Although I never studied economics or finance in college, I’ve just started working as a quantitative analyst in the financial services industry.  Luckily, I became well-acquainted with methods that are useful in quantitative finance (e.g., optimization, partial differential equations, and stochastic calculus) as an undergraduate math major.

I tried out several areas of applied math in graduate school, but never quite settled into a comfortable niche.  So, after searching for a career where I could use those aforementioned quantitative methods on a regular basis, finance seemed like a suitable option.  The only trouble was that I didn’t have any job experience or certifications suggesting an interest in finance.

In order to prove that I was committed to pursuing a career in finance, I signed up for the CFA program; after I passed the first exam, I noticed a sizable uptick in interview requests and eventually accepted an offer to work for a large financial services company.  It’s safe to say that if I had never signed up for the CFA program, I wouldn’t have my current job.

Yet, the time commitment demanded by the CFA program – the CFA Institute, which administers the program, recommends at least 300 hours of studying for each of its three exams – seems to be almost worthless in light of my actual job responsibilities.

The mathematical models that I’ve been using since starting my job are significantly more complex than what is presented in the CFA curriculum.  Corporate finance, financial statements analysis, and most other topics covered in the exams are entirely, or almost entirely, irrelevant to my work.

Even though I would like to stop working towards a credential that won’t improve my job performance, I’ll stick with it for two reasons.  First, it is generally expected that anyone working in qualitative or quantitative portfolio management becomes a CFA charterholder; in line with this expectation, at least half of the people I work with on a regular basis hold the CFA charter.  Second, and more important for my career prospects, the CFA charterholders I work with are disproportionately concentrated in management positions.

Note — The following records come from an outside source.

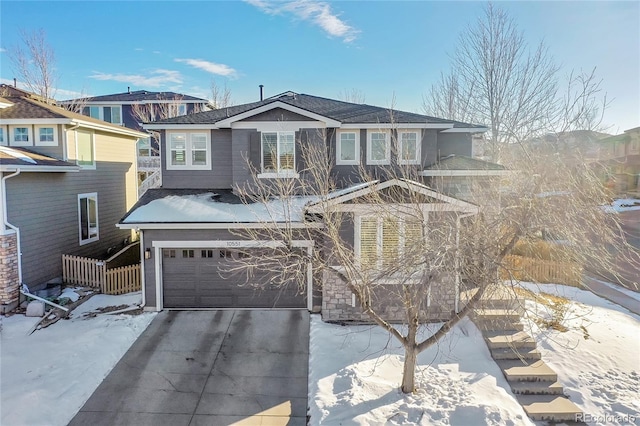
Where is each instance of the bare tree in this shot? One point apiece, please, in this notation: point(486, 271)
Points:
point(497, 80)
point(220, 96)
point(355, 96)
point(419, 250)
point(34, 62)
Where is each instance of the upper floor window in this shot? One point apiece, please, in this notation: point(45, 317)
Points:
point(188, 151)
point(21, 136)
point(378, 147)
point(278, 152)
point(88, 217)
point(409, 147)
point(348, 148)
point(46, 136)
point(85, 149)
point(381, 242)
point(110, 114)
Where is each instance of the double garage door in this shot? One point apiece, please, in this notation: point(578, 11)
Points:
point(200, 278)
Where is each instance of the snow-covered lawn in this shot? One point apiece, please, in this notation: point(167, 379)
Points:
point(355, 371)
point(47, 376)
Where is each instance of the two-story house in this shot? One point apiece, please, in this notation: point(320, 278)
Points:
point(132, 108)
point(66, 180)
point(188, 226)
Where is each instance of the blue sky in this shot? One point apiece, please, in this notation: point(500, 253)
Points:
point(380, 48)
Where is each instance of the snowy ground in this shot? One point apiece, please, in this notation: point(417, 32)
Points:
point(47, 376)
point(355, 371)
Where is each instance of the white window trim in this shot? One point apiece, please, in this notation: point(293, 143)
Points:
point(188, 151)
point(101, 108)
point(379, 237)
point(13, 142)
point(36, 136)
point(416, 160)
point(278, 173)
point(90, 195)
point(339, 161)
point(387, 160)
point(91, 166)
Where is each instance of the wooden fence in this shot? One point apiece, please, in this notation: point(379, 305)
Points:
point(541, 271)
point(95, 273)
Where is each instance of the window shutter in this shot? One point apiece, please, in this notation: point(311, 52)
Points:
point(254, 151)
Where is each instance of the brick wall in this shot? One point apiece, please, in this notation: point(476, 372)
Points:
point(9, 285)
point(337, 302)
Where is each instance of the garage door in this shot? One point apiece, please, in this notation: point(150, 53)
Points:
point(196, 278)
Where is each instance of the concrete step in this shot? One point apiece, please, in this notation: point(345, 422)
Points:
point(496, 314)
point(515, 354)
point(498, 325)
point(549, 408)
point(536, 371)
point(536, 388)
point(506, 339)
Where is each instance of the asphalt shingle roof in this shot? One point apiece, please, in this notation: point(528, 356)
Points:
point(345, 112)
point(461, 162)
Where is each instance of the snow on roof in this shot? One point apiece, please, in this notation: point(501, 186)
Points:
point(17, 154)
point(205, 208)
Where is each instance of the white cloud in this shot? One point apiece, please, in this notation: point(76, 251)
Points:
point(210, 67)
point(317, 12)
point(158, 78)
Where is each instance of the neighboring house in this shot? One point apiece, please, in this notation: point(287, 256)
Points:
point(66, 180)
point(130, 109)
point(619, 158)
point(189, 227)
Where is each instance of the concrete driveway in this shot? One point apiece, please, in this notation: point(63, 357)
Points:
point(209, 368)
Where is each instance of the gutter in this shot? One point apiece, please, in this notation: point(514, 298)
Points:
point(6, 223)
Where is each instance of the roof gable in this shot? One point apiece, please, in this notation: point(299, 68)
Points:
point(348, 195)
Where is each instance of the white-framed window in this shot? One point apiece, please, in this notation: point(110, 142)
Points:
point(46, 135)
point(20, 136)
point(378, 147)
point(189, 150)
point(88, 217)
point(110, 114)
point(409, 143)
point(144, 147)
point(85, 149)
point(278, 153)
point(382, 241)
point(347, 147)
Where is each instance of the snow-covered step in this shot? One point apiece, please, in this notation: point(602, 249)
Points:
point(537, 371)
point(506, 339)
point(536, 388)
point(514, 353)
point(549, 408)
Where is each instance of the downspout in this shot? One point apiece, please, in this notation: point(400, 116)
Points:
point(8, 225)
point(457, 282)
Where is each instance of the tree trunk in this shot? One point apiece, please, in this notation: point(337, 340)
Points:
point(410, 358)
point(409, 371)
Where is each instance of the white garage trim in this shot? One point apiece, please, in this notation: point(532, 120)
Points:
point(160, 245)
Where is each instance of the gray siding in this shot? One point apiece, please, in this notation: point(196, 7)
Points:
point(454, 143)
point(219, 177)
point(45, 208)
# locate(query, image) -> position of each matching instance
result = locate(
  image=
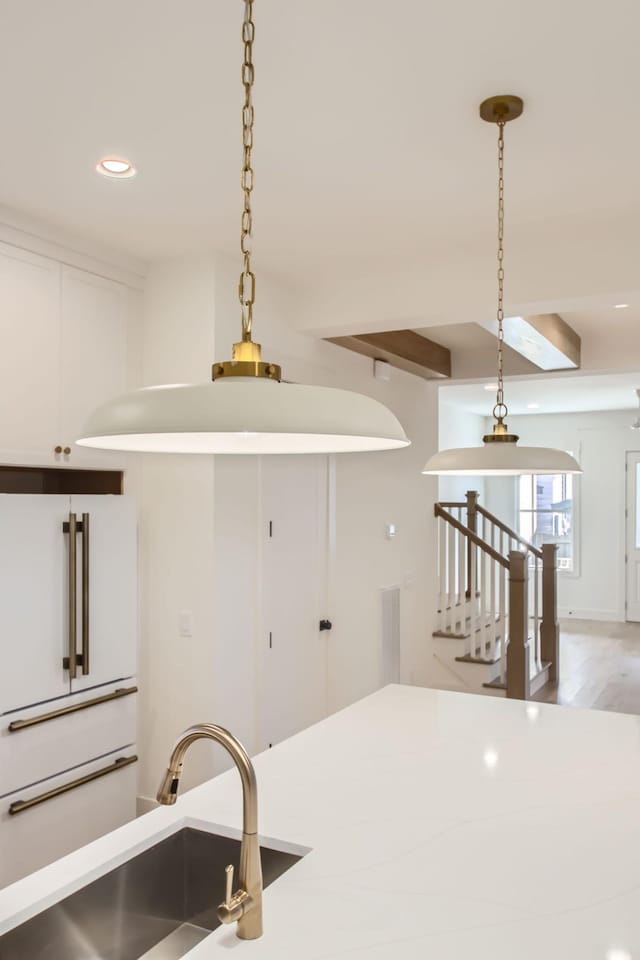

On a performance basis, my decision to continue the program seems like a standard example of the sunk cost fallacy in action – or attributable to any number of behavioral biases.  However, the signaling effect of becoming a CFA charterholder, in terms of credibility and promotion potential, would seem to make the investment worthwhile.

Regardless, I greatly appreciate the work you’ve been doing to highlight how signaling can explain a substantial part of the return to education.  Hopefully, credential inflation will abate before a majority of janitors have bachelor’s degrees.